No one appreciates that more than a girl who’s grown up thinking she’d been abandoned.
I smiled to myself remembering that day, and the ones leading up to it. The truth was, I’d never been abandoned. My grandfather was sure that my parents had wanted me. Before Finn, my dad, had gone missing, he’d told Joe he’d met a girl, someone who was in some sort of trouble. Then he’d gone missing. Disappeared for over a year, until one day my father received a call that his body had been found, washed up on the beach. The heartbreak almost killed Joe, and treated my grandmother even less kindly. She passed away shortly after receiving the news.
For almost twenty-eight years, Joe believed his son had simply drowned, either by accident or suicide. It wasn’t until he’d received a call from Henry Kim, the doctor in charge of the local Gregor headquarters, that he’d found out his son might have had a child. And it wasn’t until he met me, saw my necklace, that he’d understood. If I was wearing Ozan Fanai’s ring, a ring that strengthened his solar ability as a speaker, a ring that he never, ever took off, then my parents had somehow taken it from him. And the only person Ozan had ever trusted enough to get near it, near him, would have been my mother: Ozan’s daughter. Joe had known Fanai, long before my birth, and he’d recognized the ring around my neck instantly.

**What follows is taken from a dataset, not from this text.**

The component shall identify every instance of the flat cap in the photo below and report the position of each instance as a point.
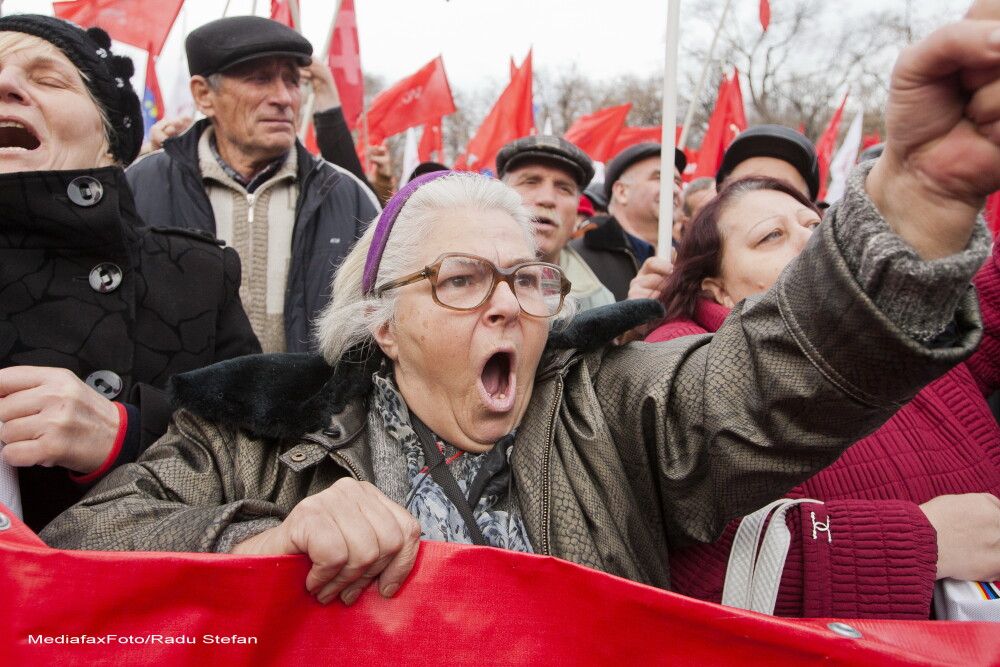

It was all conjecture, of course. No one had seen Ozan’s daughter for almost thirty years, she was either hiding, or dead. So, we couldn’t ask her. And we certainly couldn’t call Ozan himself. You didn’t just dial the shadow puppeteer of numerous governments in the Mediterranean, Baltics and Middle East, not if you wanted to live a long or free life.
At Joe’s insistence, I kept the ring hidden. If he’d had his way, I wouldn’t wear it at all. But I couldn’t give up my attachment to the piece. It was all I’d ever known of my parents, and while some kids had their binky, or a well-worn blanket, I’d clutched that ring on its long, thick chain whenever I’d felt adrift. It had always calmed me down, comforted me somehow. The ring was heavy, set with a large iridescent stone that flashed with purple fire against 24K gold. I’d gazed into it for more hours than I could count, searching for answers.
I’d always assumed it was an opal or some sort of man-made aura crystal, but every expert I’d ever shown it to had never seen anything similar. It was one-of-a-kind.
Like me.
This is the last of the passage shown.